Detailed Description
The invention is described in detail below with reference to the figures and the specific embodiments.
The embodiment provides a method for vocational development planning based on a time sequence knowledge graph, which comprises the following steps: first, step S1: and analyzing and extracting mass information, and constructing nodes and relations of the knowledge graph.
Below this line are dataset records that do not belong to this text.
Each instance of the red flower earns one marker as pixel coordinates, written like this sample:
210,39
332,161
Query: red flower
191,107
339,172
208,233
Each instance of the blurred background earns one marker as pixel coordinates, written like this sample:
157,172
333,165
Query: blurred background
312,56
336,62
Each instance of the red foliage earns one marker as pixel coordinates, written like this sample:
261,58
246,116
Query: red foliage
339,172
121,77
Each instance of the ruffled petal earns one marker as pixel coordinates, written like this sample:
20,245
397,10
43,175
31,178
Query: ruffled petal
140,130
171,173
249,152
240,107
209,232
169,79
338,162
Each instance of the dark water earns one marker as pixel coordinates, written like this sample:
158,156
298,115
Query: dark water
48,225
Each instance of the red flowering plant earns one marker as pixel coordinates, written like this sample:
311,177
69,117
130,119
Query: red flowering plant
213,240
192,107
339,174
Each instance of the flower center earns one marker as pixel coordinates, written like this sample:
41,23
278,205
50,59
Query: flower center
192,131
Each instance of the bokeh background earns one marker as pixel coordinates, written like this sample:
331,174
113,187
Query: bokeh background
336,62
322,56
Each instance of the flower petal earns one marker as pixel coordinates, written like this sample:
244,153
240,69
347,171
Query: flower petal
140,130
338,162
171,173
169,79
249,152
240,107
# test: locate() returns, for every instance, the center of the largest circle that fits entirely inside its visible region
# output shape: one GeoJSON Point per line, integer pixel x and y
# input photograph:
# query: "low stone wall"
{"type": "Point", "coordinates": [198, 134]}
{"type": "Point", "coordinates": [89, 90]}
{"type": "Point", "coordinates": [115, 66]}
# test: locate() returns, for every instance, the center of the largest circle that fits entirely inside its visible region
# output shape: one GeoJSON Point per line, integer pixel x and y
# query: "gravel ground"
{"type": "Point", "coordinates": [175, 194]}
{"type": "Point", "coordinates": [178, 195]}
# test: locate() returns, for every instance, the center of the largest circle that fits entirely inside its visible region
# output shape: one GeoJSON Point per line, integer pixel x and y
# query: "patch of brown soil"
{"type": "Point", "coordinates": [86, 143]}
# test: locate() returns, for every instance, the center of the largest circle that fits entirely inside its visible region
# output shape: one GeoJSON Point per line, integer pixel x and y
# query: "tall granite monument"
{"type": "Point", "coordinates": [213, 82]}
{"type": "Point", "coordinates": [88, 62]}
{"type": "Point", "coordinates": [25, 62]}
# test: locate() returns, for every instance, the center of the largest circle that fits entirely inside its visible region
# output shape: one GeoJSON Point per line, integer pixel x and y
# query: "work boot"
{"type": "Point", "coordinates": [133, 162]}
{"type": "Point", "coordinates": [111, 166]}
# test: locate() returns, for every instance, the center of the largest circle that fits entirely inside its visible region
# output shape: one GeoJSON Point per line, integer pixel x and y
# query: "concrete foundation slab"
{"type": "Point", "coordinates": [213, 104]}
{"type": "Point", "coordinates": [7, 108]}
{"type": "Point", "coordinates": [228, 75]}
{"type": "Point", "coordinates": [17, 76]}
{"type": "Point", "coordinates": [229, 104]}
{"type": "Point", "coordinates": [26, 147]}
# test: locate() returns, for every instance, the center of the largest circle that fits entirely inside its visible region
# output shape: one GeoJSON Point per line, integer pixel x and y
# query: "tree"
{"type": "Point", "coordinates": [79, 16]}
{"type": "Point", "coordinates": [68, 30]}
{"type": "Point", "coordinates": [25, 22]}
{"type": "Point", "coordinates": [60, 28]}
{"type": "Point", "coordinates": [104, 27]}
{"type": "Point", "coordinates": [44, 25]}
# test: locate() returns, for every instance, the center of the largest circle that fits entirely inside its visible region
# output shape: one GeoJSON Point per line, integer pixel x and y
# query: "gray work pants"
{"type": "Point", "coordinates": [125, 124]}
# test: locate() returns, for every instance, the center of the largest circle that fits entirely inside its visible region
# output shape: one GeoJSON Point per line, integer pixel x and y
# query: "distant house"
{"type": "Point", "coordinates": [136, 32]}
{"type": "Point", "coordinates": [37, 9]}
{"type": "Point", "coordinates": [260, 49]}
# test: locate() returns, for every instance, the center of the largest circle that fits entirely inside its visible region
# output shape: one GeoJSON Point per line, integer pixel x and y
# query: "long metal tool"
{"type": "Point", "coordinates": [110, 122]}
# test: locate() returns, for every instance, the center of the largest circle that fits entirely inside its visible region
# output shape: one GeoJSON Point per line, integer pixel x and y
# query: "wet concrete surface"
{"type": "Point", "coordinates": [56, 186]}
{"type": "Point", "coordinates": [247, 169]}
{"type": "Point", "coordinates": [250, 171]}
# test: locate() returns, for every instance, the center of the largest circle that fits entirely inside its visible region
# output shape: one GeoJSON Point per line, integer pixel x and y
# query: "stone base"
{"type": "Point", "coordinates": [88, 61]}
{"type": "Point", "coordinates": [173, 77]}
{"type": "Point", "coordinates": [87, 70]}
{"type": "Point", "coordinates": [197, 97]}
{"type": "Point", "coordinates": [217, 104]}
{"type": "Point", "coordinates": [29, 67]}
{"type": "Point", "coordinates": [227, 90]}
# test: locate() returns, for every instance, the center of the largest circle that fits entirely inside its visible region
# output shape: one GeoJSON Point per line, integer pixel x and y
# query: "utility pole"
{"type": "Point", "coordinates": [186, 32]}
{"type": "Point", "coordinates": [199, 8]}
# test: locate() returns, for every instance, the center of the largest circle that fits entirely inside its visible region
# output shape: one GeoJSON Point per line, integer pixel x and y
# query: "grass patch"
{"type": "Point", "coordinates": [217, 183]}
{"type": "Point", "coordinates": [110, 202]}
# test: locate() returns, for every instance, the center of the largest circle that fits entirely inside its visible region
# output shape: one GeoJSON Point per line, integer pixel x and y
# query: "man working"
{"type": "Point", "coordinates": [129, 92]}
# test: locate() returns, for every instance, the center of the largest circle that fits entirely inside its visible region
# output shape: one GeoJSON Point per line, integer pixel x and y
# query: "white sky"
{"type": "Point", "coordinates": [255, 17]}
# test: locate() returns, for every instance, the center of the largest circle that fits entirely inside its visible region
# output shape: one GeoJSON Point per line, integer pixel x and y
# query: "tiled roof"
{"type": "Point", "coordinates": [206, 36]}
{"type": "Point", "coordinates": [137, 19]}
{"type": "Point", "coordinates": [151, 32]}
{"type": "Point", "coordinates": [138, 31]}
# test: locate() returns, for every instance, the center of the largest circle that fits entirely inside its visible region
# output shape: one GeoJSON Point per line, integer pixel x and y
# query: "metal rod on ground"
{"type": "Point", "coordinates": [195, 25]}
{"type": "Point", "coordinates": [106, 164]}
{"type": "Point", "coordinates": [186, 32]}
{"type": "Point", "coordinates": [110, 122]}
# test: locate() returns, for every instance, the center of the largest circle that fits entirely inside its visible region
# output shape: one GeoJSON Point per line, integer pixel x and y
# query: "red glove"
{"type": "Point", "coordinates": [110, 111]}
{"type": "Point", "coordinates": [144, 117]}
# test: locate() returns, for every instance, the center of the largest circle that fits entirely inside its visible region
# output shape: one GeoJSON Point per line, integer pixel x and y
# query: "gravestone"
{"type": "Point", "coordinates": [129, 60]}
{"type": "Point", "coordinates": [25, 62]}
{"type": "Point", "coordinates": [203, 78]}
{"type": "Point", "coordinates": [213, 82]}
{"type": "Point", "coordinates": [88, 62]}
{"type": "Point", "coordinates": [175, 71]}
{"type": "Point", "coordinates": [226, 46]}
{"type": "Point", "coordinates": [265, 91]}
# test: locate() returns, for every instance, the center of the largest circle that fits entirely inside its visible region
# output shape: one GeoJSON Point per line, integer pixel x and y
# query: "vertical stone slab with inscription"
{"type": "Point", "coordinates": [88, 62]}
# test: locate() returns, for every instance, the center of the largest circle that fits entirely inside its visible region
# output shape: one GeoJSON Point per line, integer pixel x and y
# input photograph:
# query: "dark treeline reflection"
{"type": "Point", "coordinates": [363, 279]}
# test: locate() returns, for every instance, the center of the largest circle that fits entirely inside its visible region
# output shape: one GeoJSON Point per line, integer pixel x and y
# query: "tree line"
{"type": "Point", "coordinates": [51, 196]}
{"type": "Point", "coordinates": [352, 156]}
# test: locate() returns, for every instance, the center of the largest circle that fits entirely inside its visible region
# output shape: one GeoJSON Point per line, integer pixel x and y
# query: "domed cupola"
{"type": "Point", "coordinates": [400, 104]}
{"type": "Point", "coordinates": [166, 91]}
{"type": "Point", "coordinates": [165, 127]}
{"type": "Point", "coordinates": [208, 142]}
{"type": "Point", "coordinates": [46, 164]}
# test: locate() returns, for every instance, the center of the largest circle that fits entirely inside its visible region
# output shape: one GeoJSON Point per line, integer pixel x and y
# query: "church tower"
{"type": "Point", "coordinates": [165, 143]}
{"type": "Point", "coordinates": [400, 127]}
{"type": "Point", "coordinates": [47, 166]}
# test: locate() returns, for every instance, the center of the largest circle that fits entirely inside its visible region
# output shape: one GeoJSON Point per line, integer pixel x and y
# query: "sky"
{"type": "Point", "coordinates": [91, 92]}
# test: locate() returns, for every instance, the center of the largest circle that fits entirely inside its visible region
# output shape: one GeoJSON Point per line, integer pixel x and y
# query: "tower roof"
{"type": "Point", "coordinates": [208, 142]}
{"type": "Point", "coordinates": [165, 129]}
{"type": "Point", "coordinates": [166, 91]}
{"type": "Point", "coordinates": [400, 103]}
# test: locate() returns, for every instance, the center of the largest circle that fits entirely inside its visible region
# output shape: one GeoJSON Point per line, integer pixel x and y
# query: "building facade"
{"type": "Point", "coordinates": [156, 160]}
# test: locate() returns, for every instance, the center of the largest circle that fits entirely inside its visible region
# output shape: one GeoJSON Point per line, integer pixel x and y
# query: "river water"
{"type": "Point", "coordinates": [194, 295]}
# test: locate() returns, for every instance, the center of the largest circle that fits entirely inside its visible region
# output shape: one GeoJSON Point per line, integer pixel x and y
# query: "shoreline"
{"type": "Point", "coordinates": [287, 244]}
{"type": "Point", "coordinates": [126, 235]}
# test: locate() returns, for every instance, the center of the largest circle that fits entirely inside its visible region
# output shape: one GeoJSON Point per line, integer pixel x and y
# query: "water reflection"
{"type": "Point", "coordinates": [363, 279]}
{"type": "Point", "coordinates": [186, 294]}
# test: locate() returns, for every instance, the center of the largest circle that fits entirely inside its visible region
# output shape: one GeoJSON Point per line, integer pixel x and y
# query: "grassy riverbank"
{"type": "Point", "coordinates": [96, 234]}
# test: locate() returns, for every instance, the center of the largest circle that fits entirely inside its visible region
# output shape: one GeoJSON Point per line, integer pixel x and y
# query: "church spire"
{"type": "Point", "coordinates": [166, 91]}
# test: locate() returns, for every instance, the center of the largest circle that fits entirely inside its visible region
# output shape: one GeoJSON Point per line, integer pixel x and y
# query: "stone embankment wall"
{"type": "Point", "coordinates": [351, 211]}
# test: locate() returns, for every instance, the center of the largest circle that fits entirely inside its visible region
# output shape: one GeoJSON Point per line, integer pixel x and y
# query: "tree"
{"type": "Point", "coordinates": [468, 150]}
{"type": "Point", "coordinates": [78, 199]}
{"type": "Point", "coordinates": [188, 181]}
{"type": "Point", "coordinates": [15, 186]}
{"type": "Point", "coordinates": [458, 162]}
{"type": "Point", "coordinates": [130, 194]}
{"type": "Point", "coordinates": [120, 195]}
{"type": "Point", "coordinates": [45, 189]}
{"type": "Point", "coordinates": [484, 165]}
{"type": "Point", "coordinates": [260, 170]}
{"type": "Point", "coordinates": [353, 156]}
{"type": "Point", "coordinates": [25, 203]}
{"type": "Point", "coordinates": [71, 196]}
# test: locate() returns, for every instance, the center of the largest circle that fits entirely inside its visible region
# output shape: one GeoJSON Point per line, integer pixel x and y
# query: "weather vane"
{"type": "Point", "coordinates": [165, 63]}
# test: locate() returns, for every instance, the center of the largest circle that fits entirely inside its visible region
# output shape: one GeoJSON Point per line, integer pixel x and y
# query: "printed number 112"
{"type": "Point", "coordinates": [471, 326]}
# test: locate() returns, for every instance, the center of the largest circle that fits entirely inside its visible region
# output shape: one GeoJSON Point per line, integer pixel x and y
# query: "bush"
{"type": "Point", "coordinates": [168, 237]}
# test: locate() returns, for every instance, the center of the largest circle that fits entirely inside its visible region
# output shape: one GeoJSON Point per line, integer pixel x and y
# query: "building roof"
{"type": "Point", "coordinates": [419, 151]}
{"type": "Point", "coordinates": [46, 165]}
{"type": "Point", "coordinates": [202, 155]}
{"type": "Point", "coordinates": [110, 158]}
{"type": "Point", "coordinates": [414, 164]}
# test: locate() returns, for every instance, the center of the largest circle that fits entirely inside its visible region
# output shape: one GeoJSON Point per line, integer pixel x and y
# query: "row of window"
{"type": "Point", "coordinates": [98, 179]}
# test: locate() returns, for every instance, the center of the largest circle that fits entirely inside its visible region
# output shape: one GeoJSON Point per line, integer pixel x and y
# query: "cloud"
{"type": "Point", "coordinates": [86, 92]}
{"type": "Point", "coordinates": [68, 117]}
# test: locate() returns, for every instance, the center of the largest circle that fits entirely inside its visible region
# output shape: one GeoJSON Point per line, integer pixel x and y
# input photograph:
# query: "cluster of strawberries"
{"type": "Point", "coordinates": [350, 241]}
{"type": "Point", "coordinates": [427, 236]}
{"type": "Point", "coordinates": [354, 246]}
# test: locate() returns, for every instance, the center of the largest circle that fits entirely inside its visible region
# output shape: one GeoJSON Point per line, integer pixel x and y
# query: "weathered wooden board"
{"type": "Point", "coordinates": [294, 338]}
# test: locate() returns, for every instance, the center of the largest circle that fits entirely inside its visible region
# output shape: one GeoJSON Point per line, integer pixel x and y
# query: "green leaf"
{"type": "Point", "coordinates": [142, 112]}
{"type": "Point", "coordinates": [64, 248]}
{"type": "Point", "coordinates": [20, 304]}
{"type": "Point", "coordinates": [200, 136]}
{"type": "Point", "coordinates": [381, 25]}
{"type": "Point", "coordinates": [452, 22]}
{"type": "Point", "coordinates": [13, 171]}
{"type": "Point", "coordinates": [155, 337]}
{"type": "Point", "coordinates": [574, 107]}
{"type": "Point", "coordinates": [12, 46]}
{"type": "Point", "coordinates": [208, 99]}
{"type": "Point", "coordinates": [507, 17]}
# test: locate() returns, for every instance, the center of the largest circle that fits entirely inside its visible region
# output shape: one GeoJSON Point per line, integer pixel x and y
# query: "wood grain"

Before constructing nodes and relations of a knowledge graph, massive information needs to be collected, analyzed and extracted, and the method comprises the following steps: resume information extraction, network information extraction and user information collection, in particular to techniques of resume analysis, OCR, named entity recognition and the like. The resume information can describe information of a candidate most directly, resume content is analyzed, automatically classified and added into a knowledge graph, the resume content comprises schools, companies and the like of the candidate, webpage information extraction is also a very important method for obtaining a cow, most of people who build trees for self-work can leave traces in the internet environment actively or passively, and the most direct method such as the candidate has a publicly published paper, a source code of githu, a blog of CSDN and the like can further improve the information of the candidate.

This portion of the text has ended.